Do you remember what you were doing on 3 May 2010? Jeffrey Lendrum does. He was wandering around Birmingham International Airport with the eggs of 14 rare peregrine falcons strapped to his stomach, which he’d recently pinched from a cliff in Wales, about to be apprehended by the police.
So begins Joshua Hammer’s new book The Falcon Thief, a thrilling and alarming story of the lengths Lendrum is willing to go to supply his wealthy clients in the Middle East with eggs, and the man out to stop him: Detective Andy McWilliam of the United Kingdom’s National Wildlife Crime Unit.
Hammer is a journalist by trade, and the book feels like an expertly crafted long-form article – one that you never want to stop reading. We jump around the world from Patagonia to Zimbabwe to the Welsh countryside, hanging out of helicopters and sneaking illegal eggs through multiple international borders alongside Lendrum, all the while driven by the same question that drives Hammer – why does he do it?

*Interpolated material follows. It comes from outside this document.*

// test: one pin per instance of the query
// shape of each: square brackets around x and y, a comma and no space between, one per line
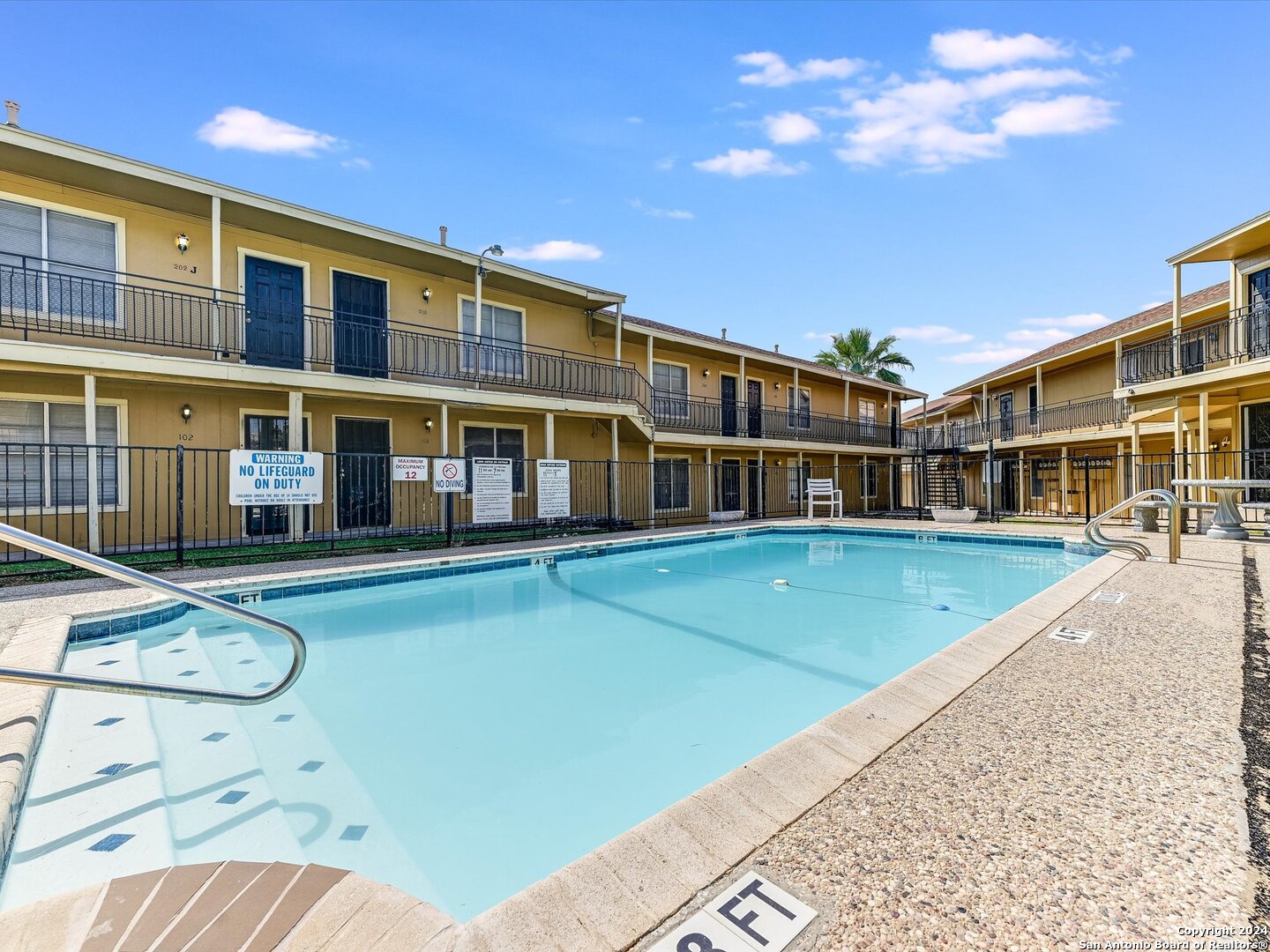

To understand this we venture back to 1970s Zimbabwe, then known as Rhodesia, when Lendrum was just a boy out with his father, hoodwinking the Rhodesian Ornithological Society into considering them trusted members of the bird-protecting community. It is the most extraordinary betrayal. Lendrum and his father learn the guarded secrets of rare raptor species’ breeding sites, only to go and pinch the eggs for themselves.
The level of Lendrum’s arrogance, combined with his blasé attitude toward risk (at one point the smuggled eggs hidden within his in-flight bag hatch and begin chirping, which he finds very amusing) is as baffling to read about as it is gripping to wait and see when he will be stopped by Detective McWilliam.
We also get important context into where the demand is coming from: the industry is driven by a surge in the sport of falcon racing in the Middle East. Though frustratingly, Lendrum never gives up the names of his buyers.
While Lendrum may be cultishly referred to as ‘the Pablo Escobar of the falcon egg trade’, this book is about much more than one man’s appalling sense of entitlement when it comes to the natural world. It holds a mirror up to our actions as a species and in Lendrum, disturbingly, you might just end up seeing yourself.